This naïve assumption ignores the poison of hierarchy, which inhibits truth-telling and disclosure. Schein gives the example of a university department chairman (a manager) who must lower telephone costs in his department. To do so, he needs help and co-operation from other professors (subordinate managers).
Option No. 1: Tell the subordinates that costs are too high. Require them to provide a detailed explanation about why. That makes those questioned defensive, and it reduces the odds of finding out the real reason.
Option No. 2: The manager inspects the list of telephone calls himself, highlights suspicious calls and asks for an explanation. This is not exactly a relationship-builder.
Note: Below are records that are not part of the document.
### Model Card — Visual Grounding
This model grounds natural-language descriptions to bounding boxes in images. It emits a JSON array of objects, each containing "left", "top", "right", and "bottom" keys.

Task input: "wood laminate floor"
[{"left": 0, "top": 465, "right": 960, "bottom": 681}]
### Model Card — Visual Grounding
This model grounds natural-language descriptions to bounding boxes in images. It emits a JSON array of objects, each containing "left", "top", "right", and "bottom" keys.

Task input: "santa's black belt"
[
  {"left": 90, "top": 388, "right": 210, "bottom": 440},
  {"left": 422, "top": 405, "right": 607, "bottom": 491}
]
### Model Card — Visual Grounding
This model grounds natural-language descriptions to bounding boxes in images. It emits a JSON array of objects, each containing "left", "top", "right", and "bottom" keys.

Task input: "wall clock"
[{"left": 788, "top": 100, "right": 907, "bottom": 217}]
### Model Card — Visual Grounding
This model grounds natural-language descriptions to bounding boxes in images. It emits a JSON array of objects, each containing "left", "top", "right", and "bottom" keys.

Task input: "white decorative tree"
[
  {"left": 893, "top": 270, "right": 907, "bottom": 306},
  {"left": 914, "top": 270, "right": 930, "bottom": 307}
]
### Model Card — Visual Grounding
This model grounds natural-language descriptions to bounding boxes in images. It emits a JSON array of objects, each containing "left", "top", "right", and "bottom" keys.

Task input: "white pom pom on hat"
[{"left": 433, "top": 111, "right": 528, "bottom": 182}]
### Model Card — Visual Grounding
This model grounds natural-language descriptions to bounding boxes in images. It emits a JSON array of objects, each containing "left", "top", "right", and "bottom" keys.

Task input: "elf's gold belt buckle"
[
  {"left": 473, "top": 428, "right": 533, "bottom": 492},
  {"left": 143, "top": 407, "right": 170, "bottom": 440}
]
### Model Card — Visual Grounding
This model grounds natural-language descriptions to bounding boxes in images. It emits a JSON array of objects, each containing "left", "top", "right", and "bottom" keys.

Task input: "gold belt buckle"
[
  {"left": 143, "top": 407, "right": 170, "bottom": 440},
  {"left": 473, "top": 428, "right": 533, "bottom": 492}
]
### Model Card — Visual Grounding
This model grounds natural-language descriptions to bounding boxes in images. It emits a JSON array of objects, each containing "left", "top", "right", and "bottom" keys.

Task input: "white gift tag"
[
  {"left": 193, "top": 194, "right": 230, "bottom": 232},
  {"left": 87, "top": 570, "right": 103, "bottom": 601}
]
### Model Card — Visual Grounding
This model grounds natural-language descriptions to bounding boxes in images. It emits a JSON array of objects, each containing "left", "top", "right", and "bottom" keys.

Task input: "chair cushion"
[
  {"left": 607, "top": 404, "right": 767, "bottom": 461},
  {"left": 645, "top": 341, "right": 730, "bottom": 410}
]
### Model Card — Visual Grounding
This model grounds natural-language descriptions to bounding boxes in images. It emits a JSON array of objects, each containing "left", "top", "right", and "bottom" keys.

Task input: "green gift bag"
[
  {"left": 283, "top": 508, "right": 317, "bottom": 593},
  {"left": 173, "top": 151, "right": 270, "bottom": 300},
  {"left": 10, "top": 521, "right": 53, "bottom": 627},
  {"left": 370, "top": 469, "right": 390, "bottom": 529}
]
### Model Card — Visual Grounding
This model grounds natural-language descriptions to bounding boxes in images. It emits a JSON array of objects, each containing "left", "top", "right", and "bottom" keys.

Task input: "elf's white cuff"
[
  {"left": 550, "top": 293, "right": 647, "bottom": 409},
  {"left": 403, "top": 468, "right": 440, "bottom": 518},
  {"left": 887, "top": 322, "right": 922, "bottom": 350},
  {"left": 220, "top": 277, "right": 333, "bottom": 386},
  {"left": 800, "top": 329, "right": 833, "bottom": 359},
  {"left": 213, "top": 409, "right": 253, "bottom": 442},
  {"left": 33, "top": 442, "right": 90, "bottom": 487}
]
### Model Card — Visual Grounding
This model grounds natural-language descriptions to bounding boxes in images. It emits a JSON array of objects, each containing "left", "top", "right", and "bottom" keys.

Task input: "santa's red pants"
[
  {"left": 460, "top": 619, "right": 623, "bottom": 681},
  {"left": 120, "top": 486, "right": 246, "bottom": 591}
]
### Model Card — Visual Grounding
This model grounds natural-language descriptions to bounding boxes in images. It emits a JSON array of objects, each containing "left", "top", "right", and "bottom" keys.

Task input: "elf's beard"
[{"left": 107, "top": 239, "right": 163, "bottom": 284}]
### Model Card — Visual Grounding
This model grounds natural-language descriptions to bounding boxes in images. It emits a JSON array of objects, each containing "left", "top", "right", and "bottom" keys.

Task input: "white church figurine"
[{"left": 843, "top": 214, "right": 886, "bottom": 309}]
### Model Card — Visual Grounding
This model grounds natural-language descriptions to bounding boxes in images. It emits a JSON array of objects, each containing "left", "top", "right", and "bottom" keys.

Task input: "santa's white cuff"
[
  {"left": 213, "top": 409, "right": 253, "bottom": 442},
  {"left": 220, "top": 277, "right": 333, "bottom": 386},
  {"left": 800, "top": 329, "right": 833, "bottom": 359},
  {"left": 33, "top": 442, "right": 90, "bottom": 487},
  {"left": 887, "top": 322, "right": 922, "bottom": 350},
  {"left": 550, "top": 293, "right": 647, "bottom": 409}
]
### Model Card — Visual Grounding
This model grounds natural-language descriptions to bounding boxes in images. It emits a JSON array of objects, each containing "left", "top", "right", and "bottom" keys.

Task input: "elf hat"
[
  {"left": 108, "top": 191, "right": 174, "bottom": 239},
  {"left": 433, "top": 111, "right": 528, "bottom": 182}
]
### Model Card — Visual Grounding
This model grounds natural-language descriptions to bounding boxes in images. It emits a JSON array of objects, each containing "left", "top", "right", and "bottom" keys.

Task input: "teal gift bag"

Option No. 3: The manager sends a memo to other managers, pointing out that costs are too high, asking whether people should have charged any of the calls to other departments or accounts, and asks the professors to monitor telephone usage.
No. 3, the humble inquiry option, worked. It turned out that some graduate students were placing calls that should have been charged to other accounts. In short, managers should embrace moral authority and ditch org-chart authority.
Here is a bonus from the book on what a "humble inquiry" looks like. Do not, repeat do not, say to someone, "Hi. How are you?" Americans are culturally conditioned to respond with, "Fine. How are you?"
Instead, to elicit real information, ask "How are things going?" coupled with an expectant look. Ditch scripted questions that call for scripted answers. Weighing in at only 110 pages, the book is a quick and useful read.